Ask HN: Which distributed database solutions would you suggest?

9 points by iKSv2 6 years ago

Hi guys,

One of my project, started in 2013 has grown beyond the point of self-healing. It was cool active-active sync on the webapp (behind HAProxy) and one high-spec'd DB Server (both web servers would connect to this db server). Current DB size is ~145GB (Based on backup, actual size might be more) and its postgresql (upgraded to 10).

Now the problem is that the database has grown beyond the point of ease. The constant need to start services, stop long executing queries (easily takes upwards of 20s for simple search). Higher ups have asked to look for Distributed solutions ( I am strongly against NOSQL while management is strongly against paid solution but they might give in after I tinker with some sort of trails / open source versions). I am looking for guidance from you guys as are you using any distributed database in production (with the library available in php for connecting and stuff obviously).

I have tried installing cassandra (after which I am strongly against NOSQL) and citusDB which has some very serious limitations on the community edition (their open source offering) and also in general. Some more searching results in Postgres BDR, Cockroach DB, TimescaleDB (but this doesnt partition on NON-TIME columns).

My requirement is:

* to have a distributed database solution in place which is horizontally scalable.

* Easy to add nodes, remove nodes without any downtime (sure I can accomodate some write-locks for setup) * Have the ability to tweat replication factor. Ideally I would love to have replication = number of nodes i.e. each node has complete database. So that when there are simple queries, it doesnt have to do distributed queries (which make system slow) and when the query is a bit complex, it does distributed since data is available in each node.

* Best case: Some GIS based plugin / extension on the solution would be icing on the cake.

* SQL compatible, so that least of the application rewrite is required.

Please help ..

AznHisoka 6 years ago

You need more information on why you need to constantly start services, and why there are long running queries.

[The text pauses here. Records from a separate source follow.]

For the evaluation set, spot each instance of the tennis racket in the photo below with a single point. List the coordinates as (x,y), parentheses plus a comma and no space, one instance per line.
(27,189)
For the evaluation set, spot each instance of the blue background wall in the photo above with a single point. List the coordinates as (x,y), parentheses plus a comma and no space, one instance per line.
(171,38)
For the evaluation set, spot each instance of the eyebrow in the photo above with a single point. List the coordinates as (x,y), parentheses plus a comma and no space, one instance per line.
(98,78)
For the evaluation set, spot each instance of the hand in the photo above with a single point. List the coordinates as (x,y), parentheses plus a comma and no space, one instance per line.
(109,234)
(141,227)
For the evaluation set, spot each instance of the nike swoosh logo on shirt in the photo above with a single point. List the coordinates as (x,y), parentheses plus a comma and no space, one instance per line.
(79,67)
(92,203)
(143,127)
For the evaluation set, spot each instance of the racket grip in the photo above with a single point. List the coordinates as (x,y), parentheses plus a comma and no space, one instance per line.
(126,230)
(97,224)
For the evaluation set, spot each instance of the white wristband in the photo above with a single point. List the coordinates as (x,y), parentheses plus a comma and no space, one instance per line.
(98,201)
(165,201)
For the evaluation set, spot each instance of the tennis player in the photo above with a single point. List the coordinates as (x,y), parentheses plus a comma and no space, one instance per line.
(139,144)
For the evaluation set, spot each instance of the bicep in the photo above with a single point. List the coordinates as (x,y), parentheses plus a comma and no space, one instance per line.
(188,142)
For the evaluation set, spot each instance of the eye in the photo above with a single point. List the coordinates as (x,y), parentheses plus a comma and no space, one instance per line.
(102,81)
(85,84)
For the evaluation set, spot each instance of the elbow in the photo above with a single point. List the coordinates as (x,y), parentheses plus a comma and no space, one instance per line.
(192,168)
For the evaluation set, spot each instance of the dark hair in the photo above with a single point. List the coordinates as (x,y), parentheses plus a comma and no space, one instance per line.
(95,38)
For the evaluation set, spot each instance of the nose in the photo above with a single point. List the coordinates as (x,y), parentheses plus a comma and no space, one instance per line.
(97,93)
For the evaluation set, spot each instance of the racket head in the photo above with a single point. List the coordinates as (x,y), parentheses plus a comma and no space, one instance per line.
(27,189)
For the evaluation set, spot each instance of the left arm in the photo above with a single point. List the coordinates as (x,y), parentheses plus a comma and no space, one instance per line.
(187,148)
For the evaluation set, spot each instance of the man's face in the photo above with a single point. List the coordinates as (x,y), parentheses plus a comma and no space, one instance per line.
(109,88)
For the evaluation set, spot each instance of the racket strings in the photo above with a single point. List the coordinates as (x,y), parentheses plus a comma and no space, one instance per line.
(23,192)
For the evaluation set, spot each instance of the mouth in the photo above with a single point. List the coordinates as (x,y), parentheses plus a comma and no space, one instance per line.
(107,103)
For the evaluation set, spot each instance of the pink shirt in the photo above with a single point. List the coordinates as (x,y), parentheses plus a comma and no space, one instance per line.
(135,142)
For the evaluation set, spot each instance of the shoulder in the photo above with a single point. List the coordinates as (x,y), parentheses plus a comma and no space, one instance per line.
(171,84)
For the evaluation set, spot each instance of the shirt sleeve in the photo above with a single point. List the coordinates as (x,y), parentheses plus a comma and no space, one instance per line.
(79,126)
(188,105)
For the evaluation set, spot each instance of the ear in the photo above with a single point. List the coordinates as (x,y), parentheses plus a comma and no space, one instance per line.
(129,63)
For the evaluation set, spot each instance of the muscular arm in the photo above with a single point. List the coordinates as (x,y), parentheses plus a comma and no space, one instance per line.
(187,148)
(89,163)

The latter is actually one of the easiest problems to find a solution for. If your problem was too many concurrent transactions/high load, then that would involve distributed solutions. But slow queries? That is solvable with less work.

iKSv2 6 years ago

The queries are slow because the resultant dataset is of high volume and then we are acting on the data. While this can be remedied (its being worked on) - I saw some demos on the web for distributed systems and think sooner or later I need to do that. Makes senses to do now

eb0la 6 years ago

Try old school tricks first:

- Explain your queries: you will be surprised to know a lot if stuff madre with ORMs is not well indexed.

- Take a look at the slow query log (and run that queries with Explain before).

- Exploit recency: I bet most reads are from recent data.. Or data that was written near other data you ask... If that is the case xonsidera partitioning the tables.

- Thing about the best index type form your tables. Some are better than others.

- If some data is not going to be written again, a columnar data store would help...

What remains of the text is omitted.